Delta SkyMiles with American Express
Curt has a Delta Amex card. I had one, used the enrollment bonus miles to fly to New York City, and later canceled my card to avoid paying the annual fee. We probably won’t be earning Delta Points, and Curt plans to cancel his card as well. Delta offers many flights, but we now use other airline cards for travel.
Alaska Airlines Visa Credit Card (Bank of America)
Alaska Airlines is my newest card. I have airline miles waiting to be used.
While a much-touted benefit is the $99 companion fare, I was disappointed to find out I couldn’t use miles to book my ticket and book Curt as my companion. You have to choose one or the other.
Paying full fare for one ticket and $99 for the other has never been a good deal for me.
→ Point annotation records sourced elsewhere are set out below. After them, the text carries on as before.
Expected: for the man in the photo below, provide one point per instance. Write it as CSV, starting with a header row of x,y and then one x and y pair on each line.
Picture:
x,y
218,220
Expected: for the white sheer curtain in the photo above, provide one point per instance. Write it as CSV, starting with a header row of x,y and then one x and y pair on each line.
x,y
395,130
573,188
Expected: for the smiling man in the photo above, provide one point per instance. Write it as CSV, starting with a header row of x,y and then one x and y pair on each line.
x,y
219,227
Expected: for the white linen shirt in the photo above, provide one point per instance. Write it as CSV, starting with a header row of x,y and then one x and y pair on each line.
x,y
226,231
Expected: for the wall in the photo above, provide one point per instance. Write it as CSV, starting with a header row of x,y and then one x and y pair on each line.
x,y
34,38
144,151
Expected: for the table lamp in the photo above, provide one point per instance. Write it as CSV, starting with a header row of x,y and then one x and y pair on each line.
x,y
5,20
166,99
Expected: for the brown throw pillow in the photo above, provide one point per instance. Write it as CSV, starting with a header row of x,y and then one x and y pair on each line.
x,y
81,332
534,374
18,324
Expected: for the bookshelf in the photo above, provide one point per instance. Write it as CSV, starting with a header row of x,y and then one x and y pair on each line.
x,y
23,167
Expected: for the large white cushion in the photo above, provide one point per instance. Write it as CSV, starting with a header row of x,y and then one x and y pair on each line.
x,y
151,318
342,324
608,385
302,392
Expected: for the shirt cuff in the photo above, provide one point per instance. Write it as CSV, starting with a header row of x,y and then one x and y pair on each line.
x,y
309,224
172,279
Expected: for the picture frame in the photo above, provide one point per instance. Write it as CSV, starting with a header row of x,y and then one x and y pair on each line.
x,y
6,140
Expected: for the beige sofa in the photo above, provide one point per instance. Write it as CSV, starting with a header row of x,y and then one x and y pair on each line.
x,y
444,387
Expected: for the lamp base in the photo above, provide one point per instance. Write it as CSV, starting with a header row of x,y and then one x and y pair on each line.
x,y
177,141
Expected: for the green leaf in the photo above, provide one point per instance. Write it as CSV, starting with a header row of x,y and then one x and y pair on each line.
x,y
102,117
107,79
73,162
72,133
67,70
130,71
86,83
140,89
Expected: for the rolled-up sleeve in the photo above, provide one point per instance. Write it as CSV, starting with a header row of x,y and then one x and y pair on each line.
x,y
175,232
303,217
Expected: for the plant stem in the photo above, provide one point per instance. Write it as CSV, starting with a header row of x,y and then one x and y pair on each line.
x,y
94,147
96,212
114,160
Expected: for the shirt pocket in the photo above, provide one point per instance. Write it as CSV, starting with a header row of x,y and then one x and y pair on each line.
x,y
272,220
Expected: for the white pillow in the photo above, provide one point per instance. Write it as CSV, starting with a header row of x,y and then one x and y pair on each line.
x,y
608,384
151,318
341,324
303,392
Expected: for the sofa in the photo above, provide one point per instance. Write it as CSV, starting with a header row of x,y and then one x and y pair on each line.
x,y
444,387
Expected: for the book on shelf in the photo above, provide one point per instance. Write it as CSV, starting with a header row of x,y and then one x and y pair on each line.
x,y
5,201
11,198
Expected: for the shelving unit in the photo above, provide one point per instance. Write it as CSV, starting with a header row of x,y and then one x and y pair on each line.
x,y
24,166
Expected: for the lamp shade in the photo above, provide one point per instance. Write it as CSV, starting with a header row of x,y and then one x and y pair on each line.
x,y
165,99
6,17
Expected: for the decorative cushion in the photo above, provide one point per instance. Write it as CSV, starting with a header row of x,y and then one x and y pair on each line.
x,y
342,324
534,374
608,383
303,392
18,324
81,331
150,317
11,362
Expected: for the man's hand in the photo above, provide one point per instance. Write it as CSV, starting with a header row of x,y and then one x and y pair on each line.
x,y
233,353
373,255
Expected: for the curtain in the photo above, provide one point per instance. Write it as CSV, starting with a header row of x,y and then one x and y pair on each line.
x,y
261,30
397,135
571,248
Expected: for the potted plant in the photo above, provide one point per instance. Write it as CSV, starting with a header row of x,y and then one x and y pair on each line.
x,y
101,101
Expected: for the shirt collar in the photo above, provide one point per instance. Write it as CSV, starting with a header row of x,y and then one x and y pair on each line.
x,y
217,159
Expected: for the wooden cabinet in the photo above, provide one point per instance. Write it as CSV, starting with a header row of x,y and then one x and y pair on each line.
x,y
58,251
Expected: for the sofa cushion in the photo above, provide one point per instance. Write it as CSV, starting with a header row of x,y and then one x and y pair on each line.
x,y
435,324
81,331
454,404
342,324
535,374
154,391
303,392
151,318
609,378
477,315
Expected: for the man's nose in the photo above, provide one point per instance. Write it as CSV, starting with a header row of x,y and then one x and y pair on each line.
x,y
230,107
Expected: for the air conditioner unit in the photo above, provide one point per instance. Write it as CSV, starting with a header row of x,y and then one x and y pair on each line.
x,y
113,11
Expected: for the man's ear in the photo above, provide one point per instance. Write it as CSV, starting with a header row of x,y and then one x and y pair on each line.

Also, Alaska’s flight schedule is the most limited of the airlines I use. So I can keep this card or not. It is possible to transfer Alaska Airlines miles to American Airlines, which I will likely use my enrollment bonus miles for.
Citi dividend card
This card, like Chase Freedom cards, offers higher percentage points in rotating categories. I don’t use the Citi Dividend Card, but I keep it open because it’s my longest-held card. Citi canceled this card without asking me because I hadn’t used it in a while. I called and politely asked for it to be restored and it was.
Pro tip: Keep an old map if you have one. Your credit rating will benefit.
Chase World Of Hyatt credit card
Hyatt is my favorite hotel card. With a free night’s stay on your anniversary and so many fine hotels to choose from, this card offers plenty of opportunities. In addition, Chase Ultimate Rewards points transfer immediately to Hyatt.
I was on a trip and had to change accommodation at the last minute. As the clock approached midnight, we were able to transfer points and easily book a room at the Grand Hyatt in New York City.
Chase down IHG Rewards Premier
Curt and I both have IHG Premier cards. The sign-up bonuses are generous. Another reason to get this card is that it works well with upscale hotels like the Intercontinental and Kimpton brands. We wouldn’t normally pay for such fancy rooms, but by using points and staying free we can enjoy more upscale travel.
Using IHG points, we stayed at the elegant Kimpton in downtown Santa Barbara and the historic Willard Hotel near the White House in Washington, DC
Chase Marriott Bonvoy
I have a Premier version of this card that is no longer available. The Chase Marriott Bonvoy Boundless card is the latest offering. In addition to the sign-up bonus, Marriott cards receive a free night on each anniversary. I stayed for free at the JW Marriott Desert Springs Resort and Spa in Palm Desert with this card. This resort features lakes, swimming pools, a huge lobby and ten restaurants. And I used this card when we had a Disneyland annual pass to stay at a comfortable, reasonably priced Marriott near the park entrance.
American Express Hilton Honors
Hilton Hotels, which can be found in every major city, are a reliable choice, making this card a great choice. Top Hilton stays in my travels include the Hilton San Francisco Union Square and the Hilton Garden Inn Palm Springs/Rancho Mirage. While in San Francisco, we were delighted with a credit at the deli and an upgrade to a room with a view. And the location of this hotel is perfect for hopping on the cable car and exploring the city.
I get nostalgic thinking about my favorite places, especially in Europe. I can’t wait to venture back there and sit in a cafe in Paris, stroll down streets lined with aging half-timbered houses in Germany, stroll along canals in Belgium and marvel at ancient cathedrals and castles that Invite visitors to explore.
One way I can reach my goal is to manage my credit cards well and keep earning points and miles. In my dreams I’m already flying to my next destination.